I’m afraid that there’s no good way to get around the rough spot that I found myself in today, should you skip too many workouts. The only way to get past it is to go right through. So, that’s exactly what I did, pushing my Jello-feeling body through the next 15 minutes of punishment. By the end, I was totally wiped, and struggled to catch my breath for about five minutes.

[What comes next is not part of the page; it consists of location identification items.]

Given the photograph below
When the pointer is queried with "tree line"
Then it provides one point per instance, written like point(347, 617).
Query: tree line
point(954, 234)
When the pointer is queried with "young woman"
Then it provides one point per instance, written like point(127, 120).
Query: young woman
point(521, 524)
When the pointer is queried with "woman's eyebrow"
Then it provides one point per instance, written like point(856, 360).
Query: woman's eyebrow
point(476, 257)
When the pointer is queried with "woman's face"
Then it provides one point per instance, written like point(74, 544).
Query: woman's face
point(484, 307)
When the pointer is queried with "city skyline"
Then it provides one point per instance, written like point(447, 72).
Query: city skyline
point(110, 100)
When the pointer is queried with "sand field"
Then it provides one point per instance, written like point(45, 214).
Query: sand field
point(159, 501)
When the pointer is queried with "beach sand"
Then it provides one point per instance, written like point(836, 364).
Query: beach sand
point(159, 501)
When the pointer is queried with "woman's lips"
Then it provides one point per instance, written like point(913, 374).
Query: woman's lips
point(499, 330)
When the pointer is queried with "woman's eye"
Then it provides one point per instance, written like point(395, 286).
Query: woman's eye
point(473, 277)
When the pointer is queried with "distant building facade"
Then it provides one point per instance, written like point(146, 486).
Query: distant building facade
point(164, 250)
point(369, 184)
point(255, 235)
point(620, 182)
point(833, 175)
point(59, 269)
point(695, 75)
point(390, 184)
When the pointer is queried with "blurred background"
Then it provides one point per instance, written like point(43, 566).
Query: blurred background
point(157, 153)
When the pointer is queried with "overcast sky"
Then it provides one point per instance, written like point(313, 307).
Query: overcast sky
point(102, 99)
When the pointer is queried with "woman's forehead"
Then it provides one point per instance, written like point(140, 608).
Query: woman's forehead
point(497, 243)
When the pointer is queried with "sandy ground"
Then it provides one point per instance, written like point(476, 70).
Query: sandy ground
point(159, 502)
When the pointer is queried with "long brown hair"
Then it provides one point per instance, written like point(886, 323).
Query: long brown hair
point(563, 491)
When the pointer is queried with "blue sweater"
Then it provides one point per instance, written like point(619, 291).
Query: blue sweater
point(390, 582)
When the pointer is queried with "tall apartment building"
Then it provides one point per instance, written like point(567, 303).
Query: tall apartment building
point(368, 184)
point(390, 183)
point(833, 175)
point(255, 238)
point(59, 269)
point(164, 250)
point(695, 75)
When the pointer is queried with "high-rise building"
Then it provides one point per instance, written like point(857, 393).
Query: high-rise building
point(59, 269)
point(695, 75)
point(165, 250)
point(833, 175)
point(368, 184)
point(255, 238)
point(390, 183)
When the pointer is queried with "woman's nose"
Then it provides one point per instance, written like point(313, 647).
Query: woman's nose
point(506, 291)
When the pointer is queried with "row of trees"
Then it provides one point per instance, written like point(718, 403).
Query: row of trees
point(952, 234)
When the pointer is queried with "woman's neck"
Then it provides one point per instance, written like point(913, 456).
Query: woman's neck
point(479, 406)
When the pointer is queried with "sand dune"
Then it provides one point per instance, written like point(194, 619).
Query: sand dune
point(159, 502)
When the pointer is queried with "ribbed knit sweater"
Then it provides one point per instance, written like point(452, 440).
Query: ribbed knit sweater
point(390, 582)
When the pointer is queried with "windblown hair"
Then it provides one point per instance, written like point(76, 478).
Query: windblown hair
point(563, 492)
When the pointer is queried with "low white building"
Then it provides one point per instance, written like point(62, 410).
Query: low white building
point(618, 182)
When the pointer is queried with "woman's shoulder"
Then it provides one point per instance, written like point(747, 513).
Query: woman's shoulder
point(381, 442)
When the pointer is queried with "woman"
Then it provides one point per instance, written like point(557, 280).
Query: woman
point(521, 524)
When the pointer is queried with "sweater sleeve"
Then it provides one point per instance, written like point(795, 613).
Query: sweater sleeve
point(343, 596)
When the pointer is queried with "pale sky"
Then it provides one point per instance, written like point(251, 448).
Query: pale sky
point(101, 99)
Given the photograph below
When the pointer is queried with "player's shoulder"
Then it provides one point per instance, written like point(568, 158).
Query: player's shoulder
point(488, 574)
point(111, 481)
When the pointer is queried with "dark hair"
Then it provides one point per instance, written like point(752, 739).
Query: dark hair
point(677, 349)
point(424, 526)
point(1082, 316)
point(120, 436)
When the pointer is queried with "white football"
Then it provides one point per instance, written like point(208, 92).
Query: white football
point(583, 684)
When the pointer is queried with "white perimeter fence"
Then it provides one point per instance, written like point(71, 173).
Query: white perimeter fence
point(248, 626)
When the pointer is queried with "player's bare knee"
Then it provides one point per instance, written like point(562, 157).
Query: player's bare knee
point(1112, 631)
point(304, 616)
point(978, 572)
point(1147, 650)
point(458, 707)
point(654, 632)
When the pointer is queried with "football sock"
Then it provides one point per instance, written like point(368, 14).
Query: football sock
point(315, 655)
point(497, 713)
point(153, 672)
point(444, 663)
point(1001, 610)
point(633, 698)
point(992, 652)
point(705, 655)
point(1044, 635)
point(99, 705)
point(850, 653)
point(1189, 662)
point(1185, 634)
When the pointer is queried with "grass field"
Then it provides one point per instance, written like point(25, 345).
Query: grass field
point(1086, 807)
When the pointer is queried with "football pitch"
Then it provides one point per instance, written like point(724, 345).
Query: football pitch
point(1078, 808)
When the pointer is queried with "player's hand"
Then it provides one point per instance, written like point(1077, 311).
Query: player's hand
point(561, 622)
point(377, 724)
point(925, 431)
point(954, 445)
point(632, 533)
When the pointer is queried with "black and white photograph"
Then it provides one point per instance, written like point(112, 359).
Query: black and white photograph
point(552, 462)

The Reward on the Other Side
However, once I did catch my breath, I began feeling much better, even better that I had felt all day. I spent the next 10-15 minutes stretching my hips and calves, which had grown rather tight and immobile in the two 10-hour bus rides that we’d taken last week. All in all, I felt great by the end, but there were some rough moments in there for sure.
Learn from Mistakes
As you can probably tell, I’ve been through this a time or two in the past, and have learned to avoid this situation as much as possible. Since I powered through today, I’ll likely be back in a good groove tomorrow or the next day. Getting back in a good rhythm requires paying a high price, though, as I experienced today, so I’ll be working to avoid another slip in the future.
Be Good to Your Body
One or two days of resting and stretching can be a great way to rejuvenate your body and recover from a tough workout. But three days can be dangerous and four days is trouble. If you make my mistake and wait six days between, you’re in for a rough day back, so don’t let it happen to you! Make workouts your habit four to five days a week, and even if it’s just a few rounds of sprints and push-ups, your body will thank you for avoiding the punishment of a “first day back!”